The Republican National Committee finalized its convention plan today, Sunday. Combing through it, the first Latino and a Monday night prime time speaker is Mary Ann Mendoza, the mother of an Arizona police officer Brandon Mendoza who died in a crash involving a a drunk driver who was undocumented. She is described as an immigration reform advocate.

Mendoza is part of a night entitled  “Make America Safe Again,” which includes two other moms whose children were killed in an accident involving an undocumented immigrant or allegedly murdered by an undocumented immigrant. Their pain is real.

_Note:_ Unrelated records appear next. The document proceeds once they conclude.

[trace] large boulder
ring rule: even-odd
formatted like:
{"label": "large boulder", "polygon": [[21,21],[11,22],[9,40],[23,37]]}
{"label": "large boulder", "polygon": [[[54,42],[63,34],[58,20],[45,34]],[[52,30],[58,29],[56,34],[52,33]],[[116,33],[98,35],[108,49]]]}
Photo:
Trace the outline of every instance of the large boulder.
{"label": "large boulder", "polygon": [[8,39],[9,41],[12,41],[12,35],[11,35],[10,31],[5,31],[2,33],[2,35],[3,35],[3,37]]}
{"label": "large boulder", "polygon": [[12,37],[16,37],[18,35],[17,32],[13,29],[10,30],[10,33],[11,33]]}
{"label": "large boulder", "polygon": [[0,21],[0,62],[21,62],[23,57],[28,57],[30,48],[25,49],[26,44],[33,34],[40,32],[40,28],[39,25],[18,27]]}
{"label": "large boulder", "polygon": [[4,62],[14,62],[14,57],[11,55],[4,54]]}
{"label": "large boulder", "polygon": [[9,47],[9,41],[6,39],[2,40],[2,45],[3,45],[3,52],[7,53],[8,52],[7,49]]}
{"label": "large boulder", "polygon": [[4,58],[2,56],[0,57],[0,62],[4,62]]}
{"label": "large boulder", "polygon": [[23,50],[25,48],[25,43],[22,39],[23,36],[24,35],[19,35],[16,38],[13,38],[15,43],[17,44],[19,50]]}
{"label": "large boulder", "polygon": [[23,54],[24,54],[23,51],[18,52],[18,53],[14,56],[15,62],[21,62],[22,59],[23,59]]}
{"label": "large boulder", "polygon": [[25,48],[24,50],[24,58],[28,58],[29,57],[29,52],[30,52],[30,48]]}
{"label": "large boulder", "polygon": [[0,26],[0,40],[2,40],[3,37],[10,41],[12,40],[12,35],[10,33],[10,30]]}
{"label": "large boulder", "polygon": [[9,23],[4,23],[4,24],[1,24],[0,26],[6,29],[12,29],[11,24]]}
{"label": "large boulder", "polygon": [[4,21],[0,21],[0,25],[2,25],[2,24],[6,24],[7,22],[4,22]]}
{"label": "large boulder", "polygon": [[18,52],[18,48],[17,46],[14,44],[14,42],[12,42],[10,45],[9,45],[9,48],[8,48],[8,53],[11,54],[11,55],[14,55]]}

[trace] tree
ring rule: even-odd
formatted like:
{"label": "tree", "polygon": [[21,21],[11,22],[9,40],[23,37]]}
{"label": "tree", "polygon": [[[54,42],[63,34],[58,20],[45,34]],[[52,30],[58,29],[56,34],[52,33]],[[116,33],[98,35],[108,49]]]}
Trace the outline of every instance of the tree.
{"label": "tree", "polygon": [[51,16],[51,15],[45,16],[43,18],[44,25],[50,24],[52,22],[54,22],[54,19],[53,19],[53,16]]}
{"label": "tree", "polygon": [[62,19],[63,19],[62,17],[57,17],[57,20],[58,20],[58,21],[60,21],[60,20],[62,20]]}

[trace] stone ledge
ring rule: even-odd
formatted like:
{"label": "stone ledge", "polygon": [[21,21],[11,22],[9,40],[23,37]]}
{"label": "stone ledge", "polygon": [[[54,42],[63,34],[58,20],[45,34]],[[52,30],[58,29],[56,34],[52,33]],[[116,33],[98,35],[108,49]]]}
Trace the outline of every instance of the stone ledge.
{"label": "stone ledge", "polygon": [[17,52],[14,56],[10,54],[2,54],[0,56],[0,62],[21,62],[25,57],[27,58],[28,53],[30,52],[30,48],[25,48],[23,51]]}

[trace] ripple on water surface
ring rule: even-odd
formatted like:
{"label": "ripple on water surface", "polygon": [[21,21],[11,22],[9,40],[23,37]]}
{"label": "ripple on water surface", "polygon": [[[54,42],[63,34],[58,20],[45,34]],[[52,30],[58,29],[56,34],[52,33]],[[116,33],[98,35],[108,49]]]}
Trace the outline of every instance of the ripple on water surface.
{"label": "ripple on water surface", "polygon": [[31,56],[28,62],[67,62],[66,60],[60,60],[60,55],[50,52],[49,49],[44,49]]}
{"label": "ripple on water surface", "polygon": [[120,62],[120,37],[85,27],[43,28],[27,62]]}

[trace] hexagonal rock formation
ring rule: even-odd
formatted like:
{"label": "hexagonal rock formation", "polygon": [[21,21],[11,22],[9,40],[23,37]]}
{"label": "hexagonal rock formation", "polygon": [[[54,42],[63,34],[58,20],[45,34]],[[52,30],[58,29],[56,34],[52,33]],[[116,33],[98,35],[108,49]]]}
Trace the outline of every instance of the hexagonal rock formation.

However,  Trump appears to be  doubling down on the trope of Mexicans as criminals. 

Tuesday Night

There are no Latino speakers scheduled for Tuesday night whose theme is “Make America Work Again,” which is odd considering that Hispanics make up 16 percent of the U.S. labor pool or about one of every six workers,. The figure is higher in certain industries such as construction. Hispanic labor force participation is expected to rise to about 20 percent or one of every five workers in 2020, just four years from now, according to the Department of Labor.

Wednesday Night

This night of the Republican convention, or “Make America First Again,” showcases prominent Hispanics and former presidential primary rivals Florida Sen. Marco Rubio via satélite – after he said he wouldn’t appear at all –and  Ted Cruz.

Thursday Night

The final night of the Republican convention, “Make America One Again,” would seem an ideal night to demonstrate some measure of inclusiveness. There are no Latinos scheduled to speak.

Note: Donald Trump’s children – Ivanka, Eric, Tiffany, Donald Jr., as well as his wife Melania – have primetime  speaking slots.